Matt Chapdelaine has one guiding principle when dealing with young athletes.
“Kids really don’t know what you know until they know that you care, and they can’t know that you care unless you’re truly authentic about how you carry yourself,” he said. “More than trying to flaunt my credentials or the knowledge that I have, I try to show them that I’m approachable, and I’m human and I’m creating a comfortable and safe environment.”
That approach will serve the Abbotsford product well as he dives into a new partnership with G.W. Graham secondary school. The co-founder (along with wife Kelsey) and head coach at Theorem Performance and Lifestyle will play a major role in the development of the school’s elite athletes as he crafts sport-specific strength and conditioning programs and works directly with students, teachers and coaches.
Chapdelaine brings 16 years of experience training amateur and professional athletes, and it’s an exciting opportunity for a man who describes himself as a geek when it comes to designing workouts.
“I love to nerd out when it comes to creating programs and coming up with innovation solutions for different goals,” the W.J. Mouat grad laughed.
The challenge at G.W. Graham will be in the sheer amount of programming he has to come up with. Formulating sport-specific on and off-season training regimens for football, basketball, rugby, soccer and volleyball is a tall task.
“And you’ve got a varsity and a junior varsity side to things,” Chapdelaine noted. “But for me, that’s really exciting to develop that many programs with that many considerations in mind.
“It’s like a giant puzzle.”
Chapdelaine plans to actually go one step further with his work. Not only will he be creating sport-specific programs, he’ll be tailoring those to the way the team wants the team to play.
For example, he’ll talk to Grizzlies football coach Luke Acheson to get a sense of what style that team will employ.
“Some football teams want to be more of a hard-nosed running-offence and five-man fronts on defence type, and their program should be built on size and strength,” he explained. “Other teams might have a strong quarterback and fast receivers and they play a three-man front on defence with a fast secondary.
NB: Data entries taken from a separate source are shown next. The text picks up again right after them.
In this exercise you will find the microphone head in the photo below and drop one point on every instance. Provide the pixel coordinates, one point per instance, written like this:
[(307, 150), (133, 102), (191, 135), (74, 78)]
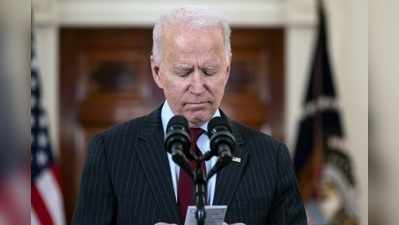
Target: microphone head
[(177, 135), (221, 136)]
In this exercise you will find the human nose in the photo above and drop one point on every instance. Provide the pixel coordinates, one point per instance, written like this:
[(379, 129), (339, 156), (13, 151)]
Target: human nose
[(197, 83)]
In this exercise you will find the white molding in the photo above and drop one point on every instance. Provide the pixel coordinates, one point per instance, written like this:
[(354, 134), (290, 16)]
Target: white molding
[(137, 13), (45, 12)]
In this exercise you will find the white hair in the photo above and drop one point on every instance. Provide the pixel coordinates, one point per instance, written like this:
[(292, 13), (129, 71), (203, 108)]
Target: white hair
[(194, 17)]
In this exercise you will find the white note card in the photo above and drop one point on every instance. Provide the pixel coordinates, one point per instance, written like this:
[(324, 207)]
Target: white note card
[(214, 215)]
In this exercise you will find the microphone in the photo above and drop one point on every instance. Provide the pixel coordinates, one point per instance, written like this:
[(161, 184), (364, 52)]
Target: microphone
[(177, 141), (222, 143)]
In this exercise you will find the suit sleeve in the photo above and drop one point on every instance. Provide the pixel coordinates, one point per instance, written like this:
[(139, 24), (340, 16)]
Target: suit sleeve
[(96, 203), (287, 207)]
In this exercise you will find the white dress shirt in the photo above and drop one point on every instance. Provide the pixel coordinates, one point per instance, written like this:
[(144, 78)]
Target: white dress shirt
[(203, 144)]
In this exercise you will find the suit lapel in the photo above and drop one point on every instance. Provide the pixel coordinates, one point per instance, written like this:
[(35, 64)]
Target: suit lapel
[(228, 178), (153, 157)]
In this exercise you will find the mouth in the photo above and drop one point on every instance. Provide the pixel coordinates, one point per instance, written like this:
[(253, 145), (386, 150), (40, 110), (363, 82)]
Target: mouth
[(196, 105)]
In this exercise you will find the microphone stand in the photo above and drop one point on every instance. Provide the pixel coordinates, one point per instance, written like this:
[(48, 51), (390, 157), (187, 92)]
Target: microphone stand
[(200, 184)]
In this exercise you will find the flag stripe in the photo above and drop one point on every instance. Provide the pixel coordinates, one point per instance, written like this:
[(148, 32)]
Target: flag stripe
[(40, 207), (33, 218), (50, 192)]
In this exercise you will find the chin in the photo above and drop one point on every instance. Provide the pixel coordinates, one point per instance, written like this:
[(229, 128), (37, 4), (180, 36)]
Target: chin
[(197, 119)]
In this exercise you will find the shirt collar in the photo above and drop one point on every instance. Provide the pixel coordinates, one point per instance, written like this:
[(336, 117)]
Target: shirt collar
[(167, 114)]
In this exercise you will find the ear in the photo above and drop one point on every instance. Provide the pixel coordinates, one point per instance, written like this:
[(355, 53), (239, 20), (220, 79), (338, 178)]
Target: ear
[(227, 72), (155, 73)]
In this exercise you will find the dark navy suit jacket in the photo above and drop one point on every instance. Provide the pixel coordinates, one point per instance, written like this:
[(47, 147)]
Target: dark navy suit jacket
[(126, 179)]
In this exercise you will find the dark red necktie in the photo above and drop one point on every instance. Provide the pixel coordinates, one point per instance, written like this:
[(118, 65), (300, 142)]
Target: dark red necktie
[(185, 189)]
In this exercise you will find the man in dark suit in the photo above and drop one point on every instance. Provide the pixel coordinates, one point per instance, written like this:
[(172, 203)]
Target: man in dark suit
[(129, 178)]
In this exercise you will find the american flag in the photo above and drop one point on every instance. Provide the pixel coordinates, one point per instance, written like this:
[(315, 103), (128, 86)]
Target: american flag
[(322, 160), (46, 197)]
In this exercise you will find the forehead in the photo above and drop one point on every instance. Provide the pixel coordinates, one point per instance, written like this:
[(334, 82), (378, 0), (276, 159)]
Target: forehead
[(184, 40)]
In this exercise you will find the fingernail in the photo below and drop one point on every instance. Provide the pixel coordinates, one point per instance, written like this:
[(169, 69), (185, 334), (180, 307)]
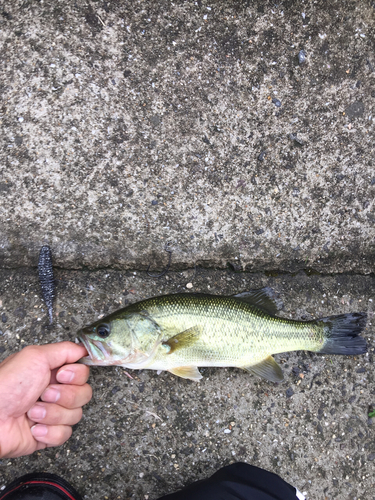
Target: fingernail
[(37, 412), (51, 395), (39, 430), (65, 376)]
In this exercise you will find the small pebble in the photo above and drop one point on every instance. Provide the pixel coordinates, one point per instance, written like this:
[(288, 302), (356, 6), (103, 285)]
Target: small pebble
[(301, 56), (289, 392), (261, 156), (294, 138)]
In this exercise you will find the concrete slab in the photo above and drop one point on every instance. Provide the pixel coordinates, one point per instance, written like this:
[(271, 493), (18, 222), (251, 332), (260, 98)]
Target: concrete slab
[(128, 125), (145, 437)]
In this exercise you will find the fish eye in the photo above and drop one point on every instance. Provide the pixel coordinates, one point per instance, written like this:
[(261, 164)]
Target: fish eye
[(103, 331)]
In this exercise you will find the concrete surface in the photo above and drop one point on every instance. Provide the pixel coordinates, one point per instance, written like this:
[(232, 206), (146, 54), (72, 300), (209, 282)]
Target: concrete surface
[(145, 437), (125, 125)]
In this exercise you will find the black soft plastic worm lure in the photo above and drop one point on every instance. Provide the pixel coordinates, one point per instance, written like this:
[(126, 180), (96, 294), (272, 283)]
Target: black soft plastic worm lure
[(47, 281)]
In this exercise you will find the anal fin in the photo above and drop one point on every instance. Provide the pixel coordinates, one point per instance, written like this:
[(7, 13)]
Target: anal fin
[(268, 369), (190, 372)]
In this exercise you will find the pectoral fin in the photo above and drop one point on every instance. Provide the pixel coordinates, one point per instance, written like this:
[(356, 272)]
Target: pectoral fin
[(182, 340), (190, 372), (268, 369)]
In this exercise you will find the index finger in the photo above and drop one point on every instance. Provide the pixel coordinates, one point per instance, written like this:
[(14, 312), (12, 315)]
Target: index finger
[(62, 353)]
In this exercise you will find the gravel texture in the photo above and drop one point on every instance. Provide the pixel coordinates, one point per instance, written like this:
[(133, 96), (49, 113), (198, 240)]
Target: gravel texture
[(145, 437), (242, 134), (125, 125)]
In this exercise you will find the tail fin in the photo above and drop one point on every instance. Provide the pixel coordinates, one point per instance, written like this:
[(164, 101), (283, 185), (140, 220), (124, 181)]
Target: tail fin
[(342, 334)]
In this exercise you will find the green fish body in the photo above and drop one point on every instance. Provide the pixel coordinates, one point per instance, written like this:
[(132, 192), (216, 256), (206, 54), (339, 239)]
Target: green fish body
[(182, 332)]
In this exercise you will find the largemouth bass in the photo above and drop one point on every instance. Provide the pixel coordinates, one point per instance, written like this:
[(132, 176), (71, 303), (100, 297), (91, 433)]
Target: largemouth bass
[(182, 332)]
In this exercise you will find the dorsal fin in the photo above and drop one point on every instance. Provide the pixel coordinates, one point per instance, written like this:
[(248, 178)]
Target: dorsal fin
[(263, 298)]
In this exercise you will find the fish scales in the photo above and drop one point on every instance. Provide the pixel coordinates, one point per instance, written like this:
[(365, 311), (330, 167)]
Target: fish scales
[(182, 332), (233, 332)]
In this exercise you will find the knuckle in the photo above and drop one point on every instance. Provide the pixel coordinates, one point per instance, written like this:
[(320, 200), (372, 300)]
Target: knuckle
[(63, 433)]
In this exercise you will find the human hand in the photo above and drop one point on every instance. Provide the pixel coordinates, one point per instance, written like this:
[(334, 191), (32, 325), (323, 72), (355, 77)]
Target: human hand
[(41, 397)]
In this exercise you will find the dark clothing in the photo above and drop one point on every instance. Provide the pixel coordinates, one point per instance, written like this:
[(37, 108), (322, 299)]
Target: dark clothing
[(239, 481)]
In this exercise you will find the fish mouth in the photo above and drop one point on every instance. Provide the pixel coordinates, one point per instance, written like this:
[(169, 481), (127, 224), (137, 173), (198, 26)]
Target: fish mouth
[(98, 353)]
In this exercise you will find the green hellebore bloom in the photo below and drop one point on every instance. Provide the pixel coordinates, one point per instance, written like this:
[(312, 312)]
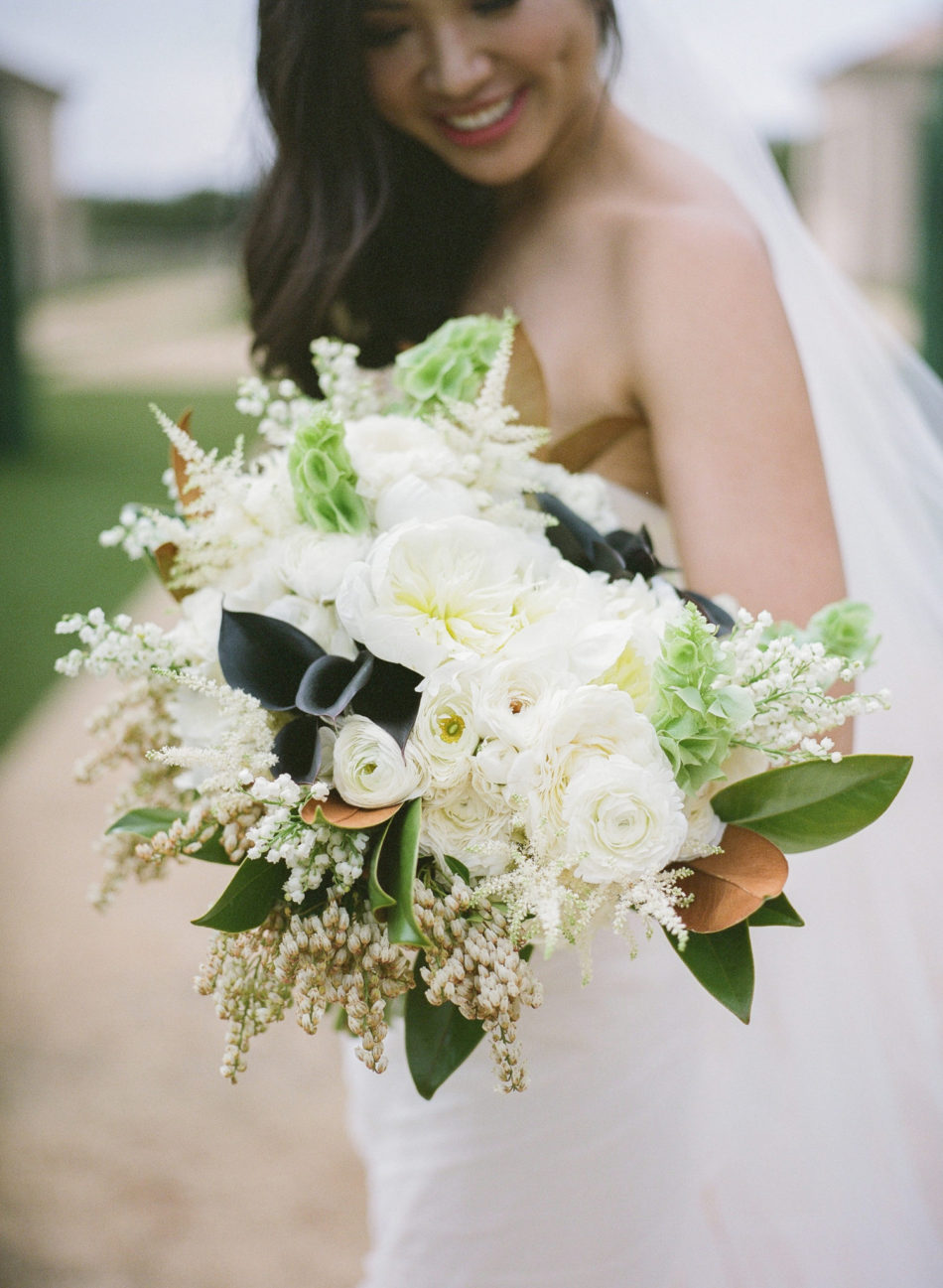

Now we’re looking at building a program that still works on size and strength, because you need that for football, but also tries to take advantage of the speed they have and build that forward.”
Chapdelaine is also the strength and conditioning coach at the University of the Fraser Valley, where some of these GWG athletes may end up. It’s a great opportunity for him to instill proper technique and work habits before they make the next-level leap to UFV or another university program.
“It’s extremely exciting for me because one of the things we find when we get athletes at the university level is that it’s a bit of a surprise bag,” Chapdelaine said. “We hope most kids will have a working knowledge of what’s expected of them, but the reality is strength and conditioning is a field that Canadian high schools are just starting to catch up on.
“With G.W. Graham doing this, they’re ahead of the curve and I think it’s fantastic they’re providing their young athletes the opportunity to be prepared.”